VMWare: Leaving something on the table

20_bill It’s starting to look like the good-old, bad-old days in the tech finance business.

Remember when investment banks stood accused of deliberately under-pricing tech IPOs so they could hand big windfall gains to their best institutional investor friends? It was to counter that sort of thing that Google opted for an auction when it went public three years ago this week.

VMWare’s IPO today smacks of an earlier era. An opening day premium of 76 per cent pushed its stock market value up close to $20bn – and all that in spite of its mid-August launch date and the highly unstable state of the financial markets.

The size of that premium suggests that VMWare’s bankers left $725m on the table by pricing the deal lower than they could have done. That is considerably more, as it happens, than EMC paid when it bought all of VMWare three years ago.

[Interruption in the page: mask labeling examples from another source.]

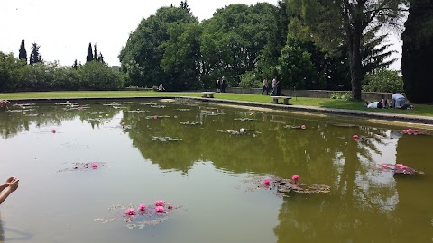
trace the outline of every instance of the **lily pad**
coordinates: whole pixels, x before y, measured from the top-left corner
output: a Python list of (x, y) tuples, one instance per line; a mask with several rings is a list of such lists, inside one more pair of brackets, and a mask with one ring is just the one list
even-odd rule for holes
[(152, 141), (170, 142), (170, 141), (181, 141), (182, 140), (174, 139), (171, 137), (152, 137), (149, 139)]

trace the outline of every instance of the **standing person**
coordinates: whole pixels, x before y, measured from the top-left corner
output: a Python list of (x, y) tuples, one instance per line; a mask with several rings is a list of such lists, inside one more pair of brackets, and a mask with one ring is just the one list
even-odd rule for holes
[(263, 90), (262, 91), (261, 95), (263, 94), (263, 92), (266, 92), (264, 93), (264, 94), (268, 95), (269, 84), (267, 76), (263, 78), (263, 82), (262, 82), (262, 87), (263, 88)]
[(5, 107), (9, 102), (6, 100), (0, 100), (0, 108), (1, 107)]
[(16, 189), (18, 189), (18, 178), (16, 177), (9, 177), (4, 184), (0, 185), (0, 204), (6, 200), (6, 198)]
[(220, 86), (221, 86), (221, 78), (218, 77), (216, 79), (216, 92), (219, 92), (221, 89), (220, 89)]
[(223, 76), (223, 78), (221, 79), (221, 92), (222, 93), (226, 92), (226, 79)]
[(276, 96), (277, 95), (277, 90), (278, 90), (278, 84), (280, 82), (277, 81), (277, 76), (275, 76), (272, 79), (272, 95)]

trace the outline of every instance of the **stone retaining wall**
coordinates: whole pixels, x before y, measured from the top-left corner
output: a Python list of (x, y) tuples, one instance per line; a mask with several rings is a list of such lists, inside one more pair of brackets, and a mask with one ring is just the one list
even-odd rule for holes
[[(261, 88), (243, 88), (243, 87), (227, 87), (227, 93), (235, 94), (256, 94), (262, 93)], [(345, 94), (350, 91), (329, 91), (329, 90), (290, 90), (282, 89), (281, 95), (293, 97), (310, 97), (310, 98), (330, 98), (335, 93)], [(365, 101), (379, 101), (381, 99), (391, 99), (392, 93), (376, 93), (376, 92), (363, 92), (361, 96)]]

Back during the tech bubble, the bankers said they simply had no control over first-day "pops" like this. If traders wanted to chase prices to irrational levels in pursuit of the instant profits on the latest hot stock, that was no reason to price shares at nonsensical levels.

It’s harder to make that argument today. Demand for VMWare was always going to be heavy: it’s not every day a software company whose revenues have reached an annualised $1bn, growing at nearly 100 per cent, makes its appearance on Wall Street. It would be interesting to know how much more EMC would have made had it opted for a Google-style IPO, rather than leaving it to Citi, JP Morgan and Lehman Brothers to find the "right" level at which to sell the shares.